Query Optimizer: Building Execution from Lego Blocks
The Magic Behind Every SQL Query
Your SQL goes through a sophisticated optimizer that considers millions of possible execution strategies in milliseconds.
The Journey: SQL to Execution
Query Parsing: SQL → Tree
SELECT * FROM users WHERE age > 21
Becomes:
SELECT
|
PROJECT(*)
|
FILTER(age > 21)
|
SCAN(users)
Logical Planning: Tree → Algebra
Transform parse tree into relational algebra operations:
-
Selection (σ): Filter rows
-
Projection (π): Choose columns
-
Join (⋈): Combine tables
-
Aggregation (γ): GROUP BY
Apply optimization rules:
-
Push filters down (do them early)
-
Eliminate unnecessary projections
-
Simplify expression
For each logical operation, pick a physical algorithm: always check IO equations, but here's some rough breakdowns.

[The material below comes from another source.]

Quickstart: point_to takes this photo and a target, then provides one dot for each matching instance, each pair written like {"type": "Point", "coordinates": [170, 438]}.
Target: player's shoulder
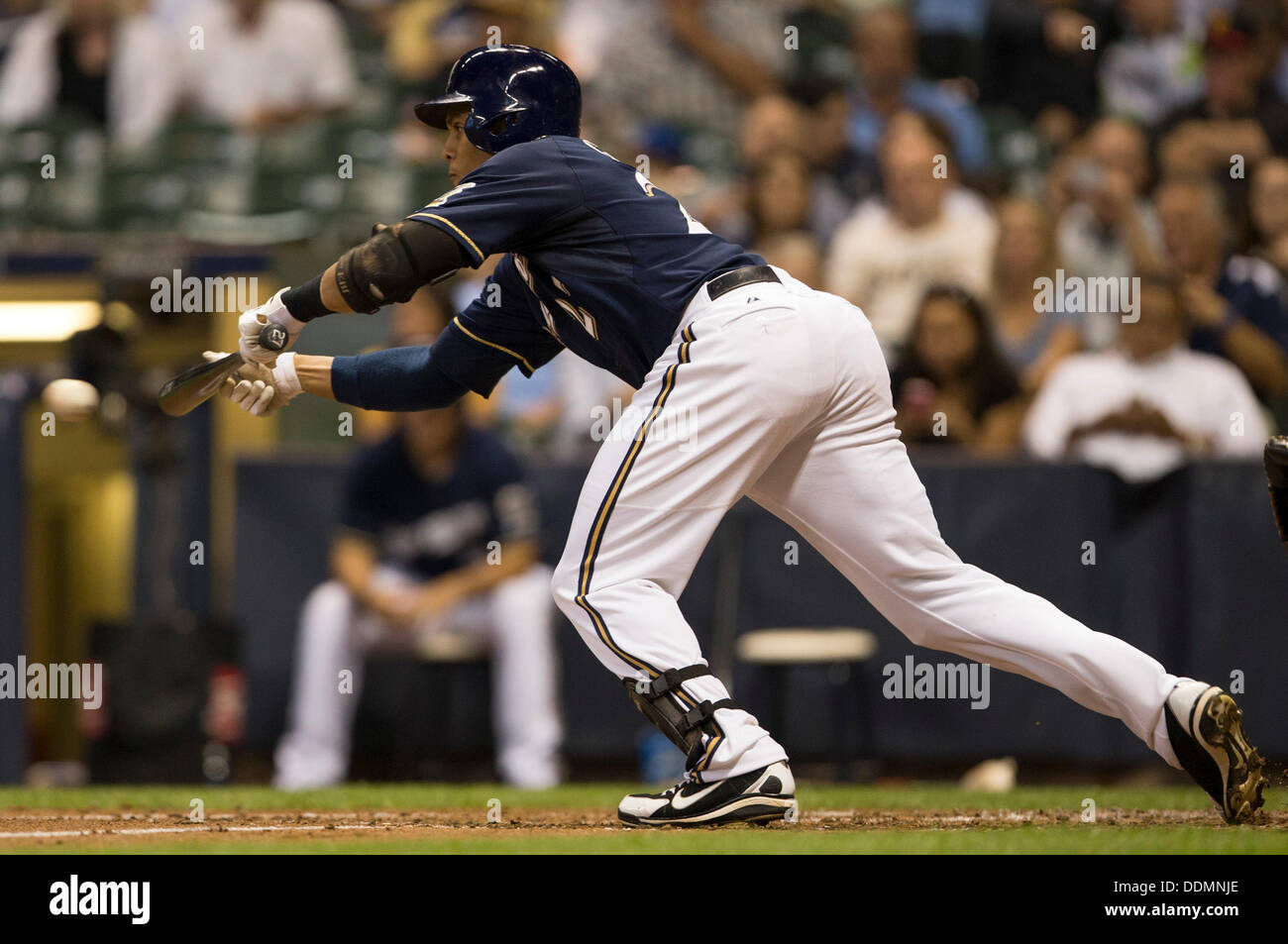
{"type": "Point", "coordinates": [541, 154]}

| Logical Op | Physical Options | When to Use |
|---|---|---|
| Join | Hash Join | Check IO equations |
| Sort-Merge Join | Check IO equations | |
| Nested Loop | Check IO equations | |
| Scan | Sequential | >10% of rows |
| Index | <1% of rows | |
| Bitmap | 1-10% of rows | |
| Aggregate | Hash | Unsorted input |
| Sort | Already sorted |
The Search Space Problem
3 tables to join = 3! = 6 possible join orders
4 tables = 4! = 24 orders
5 tables = 5! = 120 orders
10 tables = 10! = 3,628,800 orders!
Solution: Dynamic programming to prune bad plans early
Key Takeaways
-
SQL is declarative - You say WHAT, optimizer figures out HOW
-
Algorithms are lego blocks - Mix and match for best performance
-
Cost-based decisions - Statistics drive algorithm selection
-
Exponential search space - Smart pruning essential
-
10-100x performance difference - Good vs bad plans
The query optimizer is why you can write simple SQL and get fast execution!